How climate change will affect nutrition

How climate change will affect nutrition

As an industry, we talk a lot about climate change and how it has an effect on the supply chain – how the wildfires, floods and the other natural disasters globally have driven up prices and created shortages for many of our foods – what we haven’t heard a lot about is how climate change will have an effect on just how nutritious our foods will be.  

A new review paper, The Potential Impact of Climate Change on the Micronutrient-Rich Food Supply, published early October 2021, in the International Review Journal Advances in Nutrition, draws together the existing science of how climate change threatens staple grains, fruits, vegetables, and nuts across the world, while also underscoring the significant need for further research. 

The team of public health researchers, Richard D. Semba, Sufia Askari, Sarah Gibson, Martin W. Bloem and Klaus Kraemer from the John Hopkins Bloomberg School of Public Health and the Children’s Investment Fund Foundation in London, concluded that climate change—including the combined impacts of rising temperature and carbon dioxide, rising sea levels, and climate disasters—will cause crop yields, i.e., the amount of food we can produce on the planet, to fall. The authors project that this could trigger even higher increases in food prices; last week the American Farm Bureau’s annual Thanksgiving meal survey showed an increase of 14% this year – the highest in 31 years! The result of higher food prices is the deepening of food insecurity and micronutrient deficiencies as shoppers are foced to by less expensive, and often more highly processed foods

“The [research] paper shows very clearly that production will definitely be diminished,” said Martin Bloem, the director of the Johns Hopkins Center for a Livable Future and one of the authors on the review. The researchers found that foods rich in micronutrients—particularly vitamin A, zinc, and iron—will see decreased yields, especially threatening the staple food and nutrient supply of low- and middle-income countries.
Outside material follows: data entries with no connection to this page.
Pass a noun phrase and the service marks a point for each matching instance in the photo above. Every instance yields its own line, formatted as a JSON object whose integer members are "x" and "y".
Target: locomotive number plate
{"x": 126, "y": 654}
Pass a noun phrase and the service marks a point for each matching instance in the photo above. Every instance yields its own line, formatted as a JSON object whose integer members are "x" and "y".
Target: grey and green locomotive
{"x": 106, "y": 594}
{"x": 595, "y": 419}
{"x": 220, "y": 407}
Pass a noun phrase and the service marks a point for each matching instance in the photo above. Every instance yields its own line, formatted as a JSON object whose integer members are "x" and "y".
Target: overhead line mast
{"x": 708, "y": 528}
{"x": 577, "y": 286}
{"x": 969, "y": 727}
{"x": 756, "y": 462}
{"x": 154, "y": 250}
While unable to draw more nuanced conclusions, Bloem says “there’s enough evidence that we need to [turn to] solutions.” Today the reality is that according to The World Health Organization (WHO) more than 2 billion people, or 30 percent of the global population, suffer from micronutrient deficiencies, a major cause of death and disease; the authors project this will likely worsen. As the climate crisis progresses, the planet is becoming less inhabitable—not only for humans and other animals, but also for our plants and crops. Richard Semba, the review’s lead author and a professor at the School of Public Health, said “we’re watching this disaster unfold.” The review writes that people who work in international health and nutrition need to start pointing out the changes that are going to come with rising temperature, atmospheric carbon dioxide, and sea level rise resulting from melting of ice sheets and glaciers. Global ocean fisheries’ catch is predicted to decline because of ocean warming and declining oxygen, the review reports. Freshwater warming is also expected to alter ecosystems and reduce inland fisheries’ catch.
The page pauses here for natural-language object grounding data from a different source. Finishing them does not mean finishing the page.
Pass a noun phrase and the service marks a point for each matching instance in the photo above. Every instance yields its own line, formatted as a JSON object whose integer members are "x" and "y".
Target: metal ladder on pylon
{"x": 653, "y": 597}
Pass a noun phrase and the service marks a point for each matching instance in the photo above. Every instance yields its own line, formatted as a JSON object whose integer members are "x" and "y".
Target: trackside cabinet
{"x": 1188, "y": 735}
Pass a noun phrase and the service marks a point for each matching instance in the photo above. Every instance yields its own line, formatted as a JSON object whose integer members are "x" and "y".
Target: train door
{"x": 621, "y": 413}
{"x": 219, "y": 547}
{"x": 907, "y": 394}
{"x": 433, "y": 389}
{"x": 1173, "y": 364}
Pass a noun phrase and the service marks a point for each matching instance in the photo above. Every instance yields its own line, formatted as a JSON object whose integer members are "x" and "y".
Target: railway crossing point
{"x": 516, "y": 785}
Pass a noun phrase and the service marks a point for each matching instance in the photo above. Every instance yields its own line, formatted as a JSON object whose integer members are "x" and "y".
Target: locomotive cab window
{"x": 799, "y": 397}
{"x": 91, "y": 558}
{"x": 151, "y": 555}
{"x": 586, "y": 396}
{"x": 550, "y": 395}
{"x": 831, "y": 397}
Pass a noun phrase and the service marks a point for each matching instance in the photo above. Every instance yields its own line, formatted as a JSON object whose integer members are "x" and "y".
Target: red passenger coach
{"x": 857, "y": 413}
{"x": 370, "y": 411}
Iron and zinc are found in legumes, nuts, and grains, which the researchers  expect will see critical drops in yields. Zinc deficiency, especially in children, makes people a lot more susceptible to severe cases or dying from respiratory infections, diarrheal diseases, and malaria. Iron deficiency can cause anemia, lower IQ, cognitive ability, reduced work capacity, and increase mortality for mothers and their children. 

The review also looked at vitamin A, commonly found in leafy green vegetables and yellow and orange fruit. Vitamin A is important for immunity and decreasing the risk of infections; a deficiency can also lead to vision problems, including night blindness.  

Grocery retailers and CPG brands already understand how critical it is for good global health to understand the role of the nutrients in our foods. What this new study underscores is that climate change will be affecting our food supply’s nutrients – that we cannot simply rely on the nutritional information that is printed on the package and, quite possibly, analyzed years before the shopper reads it. Climate changes are moving quickly, and so must we. The grocery industry must have systems and technologies in place that will be monitoring our products and ingredients on a continuous basis and offer shoppers 100% correct nutritional information. 

It is time for us to assume the role and be the harbingers of climate change and its effects on the nutrients in our food supply.